Gastronomie: Jacques Le Divellec - Père Alain de la Morandais  - 12/12/08 - Paris
12 décembre, 2008

Approche littéraire de la gastronomie par Oscar Farkoa
Recettes, portraits de personnalités, commentaires des ouvrages de cuisine...

À table avec Moïse, Jésus et Mahomet, voilà bien un livre surprenant et qui remet bien des préjugés en cause : traditionnellement, les différences alimentaires entre juifs, chrétiens et musulmans ont tendance à les diviser. Un prêtre qui parle de cuisine, voilà de quoi effrayer, surtout quand on sait qu’il est docteur en théologie morale !
Or, cet ouvrage, c’est tout le contraire de ce que l’on pourrait craindre. D’abord parce que l’idée vient d’un grand cuisinier, Jacques Le Divellec, ensuite parce que le prêtre en question n’est autre que le Père Alain de La Morandais, chouchou des médias, au parler franc et sans tabou et qui n’hésite pas à évoquer des souvenirs gourmands.
Lauréat du Grand Prix Spécial du Jury Les Prix Gourmands France 2007, À table…prend le contre-pied des croyances qui veulent opposer les fidèles des trois religions révélées à cause de leurs habitudes alimentaires. Les 50 recettes élaborées par Jacques Le Divellec, qu’elles soient d’origine juive, chrétienne ou islamique, sont toutes compatibles avec les deux autres religions.
Alain de La Morandais a conçu et participe sur Direct 8 à l’émission de télévision « Les enfants d’Abraham » avec le rabbin Haïm Korsia et le spécialiste de l’islam Malek Chebel, qui collaborent tous deux à ce livre.
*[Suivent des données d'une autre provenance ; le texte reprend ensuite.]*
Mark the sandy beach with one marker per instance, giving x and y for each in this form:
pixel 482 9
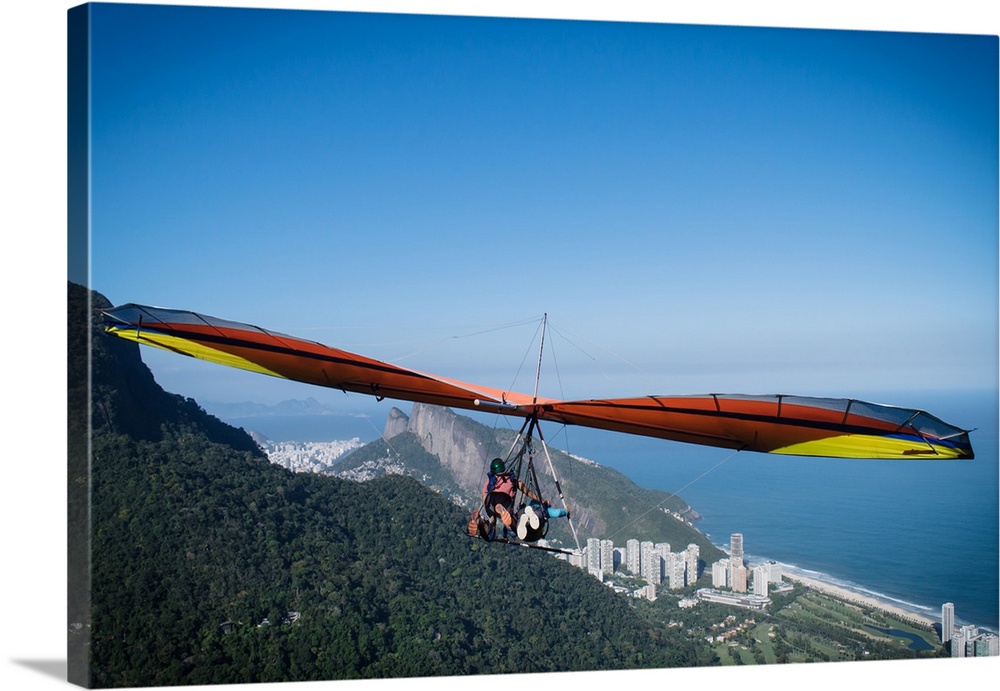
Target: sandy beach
pixel 851 596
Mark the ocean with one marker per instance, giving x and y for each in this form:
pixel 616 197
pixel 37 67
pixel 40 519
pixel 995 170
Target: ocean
pixel 917 532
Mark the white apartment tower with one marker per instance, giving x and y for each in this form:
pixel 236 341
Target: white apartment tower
pixel 738 577
pixel 607 556
pixel 675 570
pixel 652 568
pixel 720 574
pixel 760 579
pixel 633 558
pixel 593 555
pixel 691 555
pixel 947 621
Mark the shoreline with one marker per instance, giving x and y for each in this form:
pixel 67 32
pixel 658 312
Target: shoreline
pixel 857 598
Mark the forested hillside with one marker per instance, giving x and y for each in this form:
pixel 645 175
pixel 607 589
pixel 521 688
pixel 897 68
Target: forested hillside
pixel 211 565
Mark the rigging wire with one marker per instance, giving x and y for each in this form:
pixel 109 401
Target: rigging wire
pixel 673 494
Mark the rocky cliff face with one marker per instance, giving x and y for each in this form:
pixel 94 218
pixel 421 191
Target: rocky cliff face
pixel 448 436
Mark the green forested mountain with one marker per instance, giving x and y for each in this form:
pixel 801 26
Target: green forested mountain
pixel 208 564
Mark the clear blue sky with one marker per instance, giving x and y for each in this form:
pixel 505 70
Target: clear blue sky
pixel 696 208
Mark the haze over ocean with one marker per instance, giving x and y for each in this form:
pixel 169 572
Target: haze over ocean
pixel 920 532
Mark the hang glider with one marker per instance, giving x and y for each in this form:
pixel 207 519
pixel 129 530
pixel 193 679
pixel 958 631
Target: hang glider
pixel 781 424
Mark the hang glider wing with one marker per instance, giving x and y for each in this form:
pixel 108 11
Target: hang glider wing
pixel 793 425
pixel 772 424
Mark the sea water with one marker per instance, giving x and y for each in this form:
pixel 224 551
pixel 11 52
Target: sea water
pixel 917 532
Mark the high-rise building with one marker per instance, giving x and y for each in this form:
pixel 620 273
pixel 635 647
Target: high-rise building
pixel 720 574
pixel 738 578
pixel 675 570
pixel 760 579
pixel 947 621
pixel 607 556
pixel 987 645
pixel 652 568
pixel 691 557
pixel 736 549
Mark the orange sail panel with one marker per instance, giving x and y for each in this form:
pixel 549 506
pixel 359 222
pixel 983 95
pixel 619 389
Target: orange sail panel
pixel 795 425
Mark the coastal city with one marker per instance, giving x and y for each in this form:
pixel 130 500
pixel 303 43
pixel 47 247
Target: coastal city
pixel 659 567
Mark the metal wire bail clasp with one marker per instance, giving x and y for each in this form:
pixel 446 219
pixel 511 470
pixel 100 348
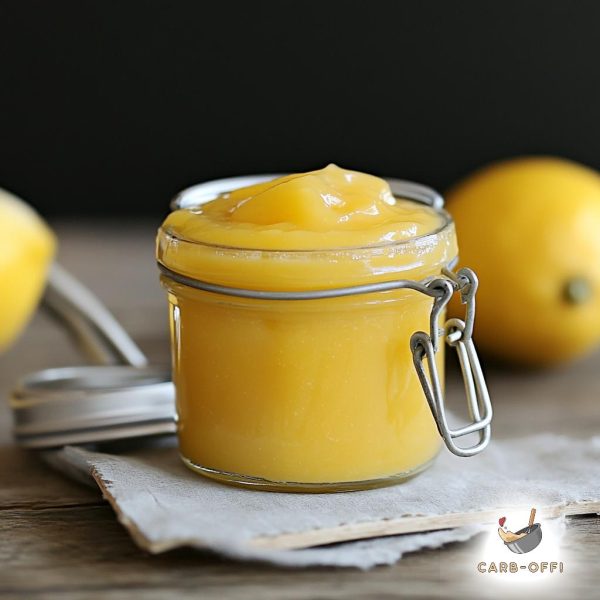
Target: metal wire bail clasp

Nous avons rencontré l’homme d’Église, il a bien voulu « passer à table » et répondre à nos questions :

A qui s’adresse votre livre ?
Aux croyants en général, et en particulier aux musulmans. Il est un témoignage de ce qui nous rassemble, contrairement à ce que montre trop souvent l’actualité.

Le christianisme est la seule des trois religions révélées à ne pas édicter d’interdits alimentaires mais aussi la seule à ériger la gourmandise en péché. Comment réconcilier les chrétiens avec la gourmandise ?
Il s’agit essentiellement d’un problème sémantique purement français. La « gourmandise » en tant que péché est à prendre au sens de « goinfrerie ». La condamnation de la gourmandise remonte historiquement à Saint Grégoire, fin XIIe siècle, qui voulait prévenir les chrétiens contre les excès de la table et opposer la tempérance aux débordements festifs des païens.

Pouvez-vous nous donner une recette personnelle pour les lecteurs de Channel Riviera ?
Une recette que j’ai faite hier à mon meilleur ami : le homard à l’américaine du pauvre. Faites sauter des gambas dans de l’huile d’olive à feu vif, ajoutez du vin blanc et du concentré de tomate, un peu de sucre, du curry, du sel de Guérande, du poivre et flambez avec ce que vous avez sous la main. J’ajoute personnellement des piments oiseau que je conserve confits dans du whisky.

Jacques Le Divellec et le Père de la Morandais, À table avec Moïse, Jésus et Mahomet, 50 recettes pour partager le pain et la paix, Solar, 202 pages, 22 €.